Yine Zünnun-ı Mısri-nin şöyle dediği rivayet
edilmiştir. Bir gün elbiselerimi yıkamak için Nil nehrinin kenarına
gitmiştim. Nehrin kenarında dururken, bir de baktım ki, görülmemiş şekilde
büyük bir akrep bana doğru geliyor. Çok korkmuştum.
Beni onun şerrinden koruması için Cenabı Hakk’a
sığındım.

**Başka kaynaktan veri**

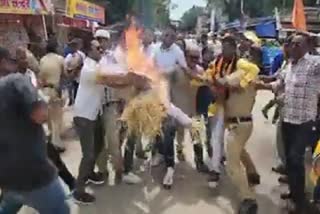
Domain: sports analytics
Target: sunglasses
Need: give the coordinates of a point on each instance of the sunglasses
(194, 57)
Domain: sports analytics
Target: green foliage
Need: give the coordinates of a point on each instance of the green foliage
(161, 12)
(254, 8)
(189, 18)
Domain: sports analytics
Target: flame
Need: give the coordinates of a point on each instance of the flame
(137, 60)
(140, 63)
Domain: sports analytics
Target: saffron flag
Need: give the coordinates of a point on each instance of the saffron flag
(298, 16)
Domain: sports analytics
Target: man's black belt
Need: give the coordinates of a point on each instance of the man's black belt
(239, 119)
(114, 102)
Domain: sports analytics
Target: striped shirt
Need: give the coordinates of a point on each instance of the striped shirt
(301, 84)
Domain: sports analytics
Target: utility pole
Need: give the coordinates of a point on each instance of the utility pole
(145, 11)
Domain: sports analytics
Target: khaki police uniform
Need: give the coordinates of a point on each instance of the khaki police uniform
(238, 108)
(51, 68)
(113, 128)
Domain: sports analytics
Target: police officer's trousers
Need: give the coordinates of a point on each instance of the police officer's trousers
(112, 128)
(239, 162)
(217, 127)
(55, 113)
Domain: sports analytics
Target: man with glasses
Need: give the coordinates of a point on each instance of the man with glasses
(87, 110)
(168, 58)
(26, 174)
(300, 82)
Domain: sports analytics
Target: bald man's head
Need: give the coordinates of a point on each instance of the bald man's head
(299, 46)
(21, 57)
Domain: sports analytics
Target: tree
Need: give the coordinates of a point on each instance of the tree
(190, 17)
(116, 10)
(254, 8)
(161, 12)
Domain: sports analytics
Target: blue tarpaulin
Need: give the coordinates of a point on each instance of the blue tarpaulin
(266, 30)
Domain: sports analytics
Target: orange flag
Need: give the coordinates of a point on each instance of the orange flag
(298, 16)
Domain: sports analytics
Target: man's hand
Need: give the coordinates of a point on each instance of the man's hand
(260, 85)
(141, 82)
(39, 115)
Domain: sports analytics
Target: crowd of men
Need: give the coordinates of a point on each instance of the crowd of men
(215, 77)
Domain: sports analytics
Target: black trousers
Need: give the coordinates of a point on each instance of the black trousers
(165, 143)
(296, 138)
(92, 143)
(129, 153)
(64, 173)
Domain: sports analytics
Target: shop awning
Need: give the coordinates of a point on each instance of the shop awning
(85, 10)
(26, 7)
(74, 23)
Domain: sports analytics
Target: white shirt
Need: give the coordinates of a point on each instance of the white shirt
(167, 60)
(149, 51)
(32, 77)
(71, 61)
(90, 94)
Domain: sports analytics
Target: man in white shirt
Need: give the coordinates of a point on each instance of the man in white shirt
(88, 109)
(51, 70)
(114, 63)
(73, 64)
(167, 58)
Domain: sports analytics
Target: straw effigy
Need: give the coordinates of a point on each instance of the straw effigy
(145, 112)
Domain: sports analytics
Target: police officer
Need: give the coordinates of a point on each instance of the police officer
(238, 108)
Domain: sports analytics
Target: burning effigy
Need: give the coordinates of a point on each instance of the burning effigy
(145, 112)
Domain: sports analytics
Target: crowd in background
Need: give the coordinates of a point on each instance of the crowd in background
(216, 77)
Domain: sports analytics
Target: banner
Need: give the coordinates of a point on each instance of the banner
(24, 6)
(85, 10)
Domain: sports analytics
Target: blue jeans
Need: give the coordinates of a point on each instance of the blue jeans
(46, 200)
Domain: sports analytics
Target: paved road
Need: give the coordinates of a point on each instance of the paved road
(190, 194)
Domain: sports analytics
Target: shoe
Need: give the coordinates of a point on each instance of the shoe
(96, 179)
(157, 160)
(213, 179)
(168, 178)
(248, 206)
(181, 157)
(83, 198)
(60, 150)
(254, 179)
(202, 167)
(285, 196)
(142, 155)
(265, 113)
(280, 169)
(283, 180)
(131, 178)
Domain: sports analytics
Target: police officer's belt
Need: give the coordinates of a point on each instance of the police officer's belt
(114, 102)
(239, 119)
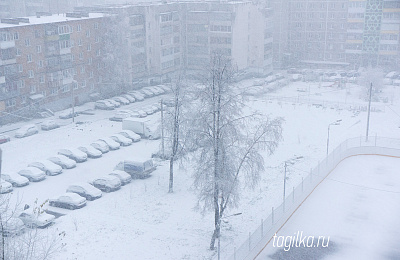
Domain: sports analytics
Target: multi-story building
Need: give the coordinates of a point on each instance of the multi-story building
(46, 59)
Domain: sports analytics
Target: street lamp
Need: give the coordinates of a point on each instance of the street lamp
(337, 122)
(219, 235)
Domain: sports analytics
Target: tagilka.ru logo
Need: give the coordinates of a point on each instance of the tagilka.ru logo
(298, 240)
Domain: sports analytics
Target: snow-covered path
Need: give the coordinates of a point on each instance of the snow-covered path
(357, 206)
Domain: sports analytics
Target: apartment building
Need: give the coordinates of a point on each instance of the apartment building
(344, 33)
(46, 59)
(169, 38)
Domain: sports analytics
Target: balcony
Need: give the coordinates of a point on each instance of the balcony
(7, 44)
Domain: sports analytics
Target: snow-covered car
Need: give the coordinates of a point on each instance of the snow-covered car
(122, 140)
(4, 139)
(68, 114)
(113, 102)
(107, 183)
(15, 179)
(5, 187)
(131, 135)
(101, 146)
(13, 226)
(129, 98)
(26, 130)
(147, 93)
(91, 151)
(35, 219)
(48, 167)
(49, 125)
(33, 174)
(74, 154)
(63, 161)
(120, 115)
(124, 177)
(111, 143)
(137, 95)
(121, 100)
(104, 105)
(85, 190)
(68, 200)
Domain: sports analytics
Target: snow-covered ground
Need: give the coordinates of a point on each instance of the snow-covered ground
(143, 221)
(361, 220)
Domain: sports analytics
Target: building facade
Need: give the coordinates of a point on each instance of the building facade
(44, 60)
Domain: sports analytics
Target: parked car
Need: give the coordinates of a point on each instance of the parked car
(104, 105)
(36, 220)
(124, 177)
(49, 125)
(129, 98)
(131, 135)
(74, 154)
(122, 140)
(121, 100)
(85, 190)
(147, 93)
(15, 179)
(33, 174)
(13, 226)
(48, 167)
(107, 183)
(120, 115)
(5, 187)
(113, 102)
(4, 139)
(68, 114)
(101, 146)
(68, 200)
(91, 151)
(137, 169)
(63, 161)
(26, 130)
(111, 143)
(137, 95)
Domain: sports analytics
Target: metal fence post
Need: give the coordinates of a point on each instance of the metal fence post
(272, 215)
(262, 228)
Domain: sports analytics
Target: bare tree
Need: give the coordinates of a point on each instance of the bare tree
(229, 141)
(374, 76)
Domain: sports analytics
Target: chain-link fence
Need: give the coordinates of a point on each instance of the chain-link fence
(279, 215)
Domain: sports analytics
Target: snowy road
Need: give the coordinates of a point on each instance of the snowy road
(357, 206)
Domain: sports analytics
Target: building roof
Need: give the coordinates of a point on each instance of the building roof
(55, 18)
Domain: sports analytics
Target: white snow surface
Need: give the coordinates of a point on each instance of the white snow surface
(142, 220)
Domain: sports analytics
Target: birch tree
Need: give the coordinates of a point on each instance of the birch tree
(229, 141)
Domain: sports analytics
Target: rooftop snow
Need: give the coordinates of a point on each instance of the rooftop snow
(55, 18)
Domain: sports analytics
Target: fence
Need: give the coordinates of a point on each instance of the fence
(279, 215)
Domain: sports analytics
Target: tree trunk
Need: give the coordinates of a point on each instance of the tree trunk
(171, 175)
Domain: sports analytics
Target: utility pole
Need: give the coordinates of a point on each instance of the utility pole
(284, 183)
(369, 111)
(162, 129)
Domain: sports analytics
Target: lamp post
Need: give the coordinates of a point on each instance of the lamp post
(337, 122)
(219, 235)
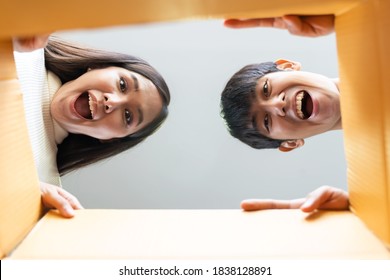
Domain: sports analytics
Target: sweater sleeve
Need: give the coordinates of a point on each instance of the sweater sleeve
(32, 76)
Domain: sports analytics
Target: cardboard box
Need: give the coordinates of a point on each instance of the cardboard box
(363, 42)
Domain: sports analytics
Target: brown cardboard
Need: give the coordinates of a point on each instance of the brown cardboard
(363, 43)
(201, 234)
(19, 192)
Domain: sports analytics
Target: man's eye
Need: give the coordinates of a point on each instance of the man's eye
(128, 117)
(266, 89)
(266, 122)
(122, 84)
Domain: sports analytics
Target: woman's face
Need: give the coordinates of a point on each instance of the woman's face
(295, 105)
(106, 103)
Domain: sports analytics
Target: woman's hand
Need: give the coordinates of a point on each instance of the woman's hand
(323, 198)
(57, 198)
(310, 26)
(29, 44)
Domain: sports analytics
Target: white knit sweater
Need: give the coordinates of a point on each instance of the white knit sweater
(38, 87)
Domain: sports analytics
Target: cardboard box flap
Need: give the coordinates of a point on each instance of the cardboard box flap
(46, 17)
(363, 43)
(201, 234)
(19, 192)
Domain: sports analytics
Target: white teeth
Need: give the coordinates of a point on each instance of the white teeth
(298, 102)
(90, 105)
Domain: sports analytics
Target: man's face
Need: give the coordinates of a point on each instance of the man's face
(295, 105)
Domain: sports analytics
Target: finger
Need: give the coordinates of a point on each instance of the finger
(296, 26)
(326, 198)
(255, 22)
(53, 199)
(74, 202)
(263, 204)
(310, 26)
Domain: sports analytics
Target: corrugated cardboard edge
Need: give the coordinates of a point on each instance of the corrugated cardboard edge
(363, 43)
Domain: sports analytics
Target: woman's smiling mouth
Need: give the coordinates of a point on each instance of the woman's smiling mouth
(83, 106)
(304, 105)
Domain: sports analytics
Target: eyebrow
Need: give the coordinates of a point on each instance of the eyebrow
(135, 81)
(136, 89)
(140, 116)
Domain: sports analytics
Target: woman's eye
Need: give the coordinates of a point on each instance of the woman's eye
(266, 89)
(122, 84)
(266, 122)
(128, 117)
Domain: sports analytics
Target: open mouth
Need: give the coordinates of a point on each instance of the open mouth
(83, 106)
(304, 105)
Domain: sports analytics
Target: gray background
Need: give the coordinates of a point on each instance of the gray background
(192, 161)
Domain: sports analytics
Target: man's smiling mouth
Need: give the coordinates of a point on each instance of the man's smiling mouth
(84, 106)
(304, 105)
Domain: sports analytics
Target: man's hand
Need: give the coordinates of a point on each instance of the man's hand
(310, 26)
(57, 198)
(323, 198)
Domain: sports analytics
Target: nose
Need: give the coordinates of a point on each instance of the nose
(112, 101)
(277, 104)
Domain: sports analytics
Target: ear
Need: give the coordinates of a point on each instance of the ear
(284, 64)
(290, 145)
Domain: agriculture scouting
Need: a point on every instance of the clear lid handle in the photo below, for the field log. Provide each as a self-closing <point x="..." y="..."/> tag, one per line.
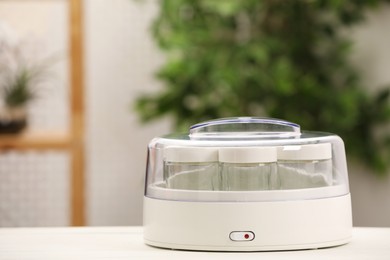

Akrep nehre geldiğinde, sudan büyük bir kurbağa çıkıp akrebe doğru
geldi. Akrep kurbağanın sırtına binip suyun üzerinde yüzüp gittiler. Ben de
onların arkasından yürüyüp, peşlerini takip ettim.
Nehrin karşı yakasına geçtiklerinde, akrep kurbağayı
bırakıp dalları büyük, gölgesi çok olan bir ağacın yanına gitti. Birde baktım
ki, ağacın altında Allah’a asi bir genç mışıl mışıl uyuyor. Kendi
kendime:
“La havle vela kuvvete illa billa. Bu akrep nehrin
ötesinden buraya bu genci sokmak için geldi” dedim ve içimden, akrep gence
yaklaştığı zaman hemen onu öldürmeye karar verdim, Akrebe yakın bir yerde
durdum. Bir de baktım ki, karşıdan büyük bir yılan, genci öldürmek için gence
doğru geliyor. Akrep ona hücum etti, üzerine çıkıp başını sokmaya başladı.
Akrep yılanın ölmesine kadar başını sokmaya devam etti.
Yılan öldükten sonra, akrep nehre döndü. Kurbağa da
onu orda bekliyordu. Akrep kurbağanın sırtına bindi, nehrin öteki yanına
geçtiler. Ben arkalarından onlara bakıp duruyordum. Nihayet dönüp gencin
yanına geldim, uyuyan gencin başucunda durarak şu beyitleri söyledim:
“Ey uyuyan, Allah seni karanlığın içindeki her türlü
kötülükten korur. Yüce Allah’tan gözler nasıl uyurki sana ondan bütün
nimetlerin faydaları gelir.”
Genç benim bu sözlerimden uyandı. Kendisine hadiseyi
anlattım. Bunun üzerine genç tevbe etti, kötülükten vazgeçip iyilerden oldu
ve ölünceye kadar hayatı böyle devam etti. Allah ona rahmet etsin.